Un'idea, che poi divenne una parola, una frase e infine un discorso. Ma da uno i discorso divennero dieci poi cento e altri ancora, parlando e scherzando quasi sempre.
Alla fine i perché ottennero una mezza risposta e poi una risposta vera e propria.
Ma quindi... ora che fare?
La ragazza se ne preoccupò non poco su cosa fare. Passò i giorni a pensare che fare. Ma le risposte sembravano tutte assurde.
Quindi alla fine decise.
C'era solo una persona il cui giuduzio era molto importante, ovvero il suo, avrebbe lasciato decidere a lui.
Glielo avrebbe detto e poi gli avrebbe chiesto cosa intesse fare ma, qualunque fosse stata la sua decisione, avrebbe voluto che continuassero a sentirsi, a parlare.
Andava bene tutto alla ragazza per non perderlo.
Passarono i giorni, si preparò un discorso ma le parole non volevano uscire. Non era mai stata brava con le parole.
Così un giorno decise di scriverglielo ma non in una chat, come facevano in molti. Prese il computer e iniziò a scrivere,parola dopo parola.

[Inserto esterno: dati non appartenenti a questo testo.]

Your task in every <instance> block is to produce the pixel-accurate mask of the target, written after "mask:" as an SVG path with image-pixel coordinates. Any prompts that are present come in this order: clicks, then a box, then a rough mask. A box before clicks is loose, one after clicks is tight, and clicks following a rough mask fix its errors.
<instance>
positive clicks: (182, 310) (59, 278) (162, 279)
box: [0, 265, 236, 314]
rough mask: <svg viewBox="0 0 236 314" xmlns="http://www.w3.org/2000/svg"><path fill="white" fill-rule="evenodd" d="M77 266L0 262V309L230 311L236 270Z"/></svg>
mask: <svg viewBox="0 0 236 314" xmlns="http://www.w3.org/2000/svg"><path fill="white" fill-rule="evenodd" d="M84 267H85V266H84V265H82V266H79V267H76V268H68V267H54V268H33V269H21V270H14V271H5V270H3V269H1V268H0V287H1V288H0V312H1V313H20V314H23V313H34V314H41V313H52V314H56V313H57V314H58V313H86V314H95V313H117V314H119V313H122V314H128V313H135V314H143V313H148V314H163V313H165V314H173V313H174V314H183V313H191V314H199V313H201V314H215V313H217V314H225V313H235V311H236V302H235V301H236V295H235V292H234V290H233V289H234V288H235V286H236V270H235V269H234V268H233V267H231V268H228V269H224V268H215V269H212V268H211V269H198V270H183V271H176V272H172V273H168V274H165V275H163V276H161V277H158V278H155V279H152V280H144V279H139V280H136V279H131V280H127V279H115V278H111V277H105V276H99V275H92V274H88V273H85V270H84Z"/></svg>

Quando fu terminato lo portò con sé a scuola.
Aspettò la campanella della seconda ora e quando tutti furono usciti per andare in palestra rientrò con il pretesto di aver dimenticato qualcosa e posò i fogli sul suo banco. Tutti rientrarono in classe a fine lezione e la ragazza aspettò che notasse il piccolo romanzo
E ora?
E ora è lì, seduto davanti a lei, che legge il suo romanzo.